CRONACA
Tri-Star, il direttore: "Non abbiamo violato la legge ma siamo stati mal consigliati"
Paolo Conti spiega come mai in sede della azienda, che presto delocalizzerà in Messico, erano presenti dei lavoratori messicani: "L'avvocato ci ha detto che per una formazione di 4-5 anni non servivano permessi di lavoro"

BIOGGIO - Un errore commesso in buona fede, in un periodo comunque difficile. La Tri-Star di Bioggio entro fine anno chiuderà la filiale ticinese per delocalizzare la sua produzione in Messico e ieri ha ricevuto la visita di Polizia e Ispettorato del Lavoro (leggi qui). Ma il direttore si difende, dicendo che non c'era nessuna intenzione di violare la legge.
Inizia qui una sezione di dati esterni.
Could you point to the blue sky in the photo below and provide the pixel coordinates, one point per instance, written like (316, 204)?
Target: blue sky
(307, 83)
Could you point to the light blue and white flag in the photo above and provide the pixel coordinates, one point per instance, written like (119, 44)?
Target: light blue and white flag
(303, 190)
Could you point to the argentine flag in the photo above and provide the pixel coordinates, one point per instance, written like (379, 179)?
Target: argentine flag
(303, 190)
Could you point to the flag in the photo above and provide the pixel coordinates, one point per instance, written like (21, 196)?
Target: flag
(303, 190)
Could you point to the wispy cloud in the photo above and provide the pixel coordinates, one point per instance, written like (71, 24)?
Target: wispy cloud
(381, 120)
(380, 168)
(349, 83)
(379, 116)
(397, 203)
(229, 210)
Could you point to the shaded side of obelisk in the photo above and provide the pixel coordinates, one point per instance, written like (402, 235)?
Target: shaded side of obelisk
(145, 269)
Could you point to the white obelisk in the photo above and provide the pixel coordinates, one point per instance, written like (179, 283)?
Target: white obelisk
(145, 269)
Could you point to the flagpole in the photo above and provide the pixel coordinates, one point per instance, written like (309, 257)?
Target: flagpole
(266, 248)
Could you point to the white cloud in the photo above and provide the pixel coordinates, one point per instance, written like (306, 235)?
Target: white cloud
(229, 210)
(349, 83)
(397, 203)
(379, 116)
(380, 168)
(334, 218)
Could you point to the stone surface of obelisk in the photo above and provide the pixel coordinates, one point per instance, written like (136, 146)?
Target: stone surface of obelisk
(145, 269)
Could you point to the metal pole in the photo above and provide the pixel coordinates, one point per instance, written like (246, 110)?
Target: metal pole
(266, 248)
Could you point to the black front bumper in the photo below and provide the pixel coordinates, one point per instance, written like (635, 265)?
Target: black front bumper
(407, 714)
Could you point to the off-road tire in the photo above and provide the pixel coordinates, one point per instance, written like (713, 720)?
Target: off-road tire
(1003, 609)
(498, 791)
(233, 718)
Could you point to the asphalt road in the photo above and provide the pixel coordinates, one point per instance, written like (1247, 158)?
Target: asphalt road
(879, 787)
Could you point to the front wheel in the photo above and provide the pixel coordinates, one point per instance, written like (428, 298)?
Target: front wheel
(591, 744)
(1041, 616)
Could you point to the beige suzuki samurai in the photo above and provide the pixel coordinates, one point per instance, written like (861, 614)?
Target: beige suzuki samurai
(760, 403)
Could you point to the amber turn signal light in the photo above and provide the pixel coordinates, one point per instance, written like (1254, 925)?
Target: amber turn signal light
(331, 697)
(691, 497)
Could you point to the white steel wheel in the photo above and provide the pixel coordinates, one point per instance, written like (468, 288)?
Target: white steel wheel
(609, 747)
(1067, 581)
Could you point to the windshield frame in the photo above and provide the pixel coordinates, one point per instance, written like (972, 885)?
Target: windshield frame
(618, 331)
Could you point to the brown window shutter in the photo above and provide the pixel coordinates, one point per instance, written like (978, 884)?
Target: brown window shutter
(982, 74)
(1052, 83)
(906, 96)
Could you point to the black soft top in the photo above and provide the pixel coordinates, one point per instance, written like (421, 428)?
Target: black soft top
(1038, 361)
Il motivo del controllo? La presenza di una ventina di lavoratori messicani, venuti per "imparare il mestiere" anche in vista del futuro. Si è proceduto a interrogare 18 di loro oltre al direttore della azienda, come hanno spiegato Polizia e Ministero Pubblico (leggi qui).

Paolo Conti, direttore, è rammaricato. Al Corriere del Ticino spiega che ha deciso di non abbandonare la Tri-Star, cercando di "accompagnare" la sua azienda e i collaboratori verso la chiusura tra pochi mesi. La casa madre,  Carlisle Interconnect Technologies con sede negli Stati Uniti, ha infatti già deciso che per questioni di costi trasferirà la produzione in Messico. Per questo motivo ha voluto far venire dal Paese sudamericano delle persone a cominciare a studiare il mondo delle componenti elettroniche destinate all'industria aeronautica e medicale prodotte a Bioggio.

Ma non avevano, a quanto pare, i permessi. Conti si giustifica: "I messicani sono venuti in Ticino per motivi di formazione, non per lavorare. Anche perché attualmente non ne sono ovviamente in grado. Ma capisco che la legge non ammette ignoranza e probabilmente non fa distinzione tra formazione delle persone e lavoro. Ed è questo in cui siamo incappati. Non sono entrati di nascosto. L'avvocato ci ha detto che per una formazione di 4-5 settimane non era necessario un permesso di lavoro. E, senza girarci intorno, la mia colpa potrebbe essere stata quella di aver preso per buona la parola dell’avvocato. Mi sono fidato troppo di una indicazione che mi è stata data".

Paga, dunque, a suo dire, un cattivo consiglio. E non vuole sottrarsi alle sue responsabilità, è pronto a pagare ma non vuole che si dica che la multinazionale ha voluto violare la legge. "Ci siamo fidati di un’informazione errata. Non ho fatto entrare e sfruttato stranieri non pagati o sottopagati". 

In sede erano presenti anche un manager americano e alcuni manager messicani, che non sono stati interrogati.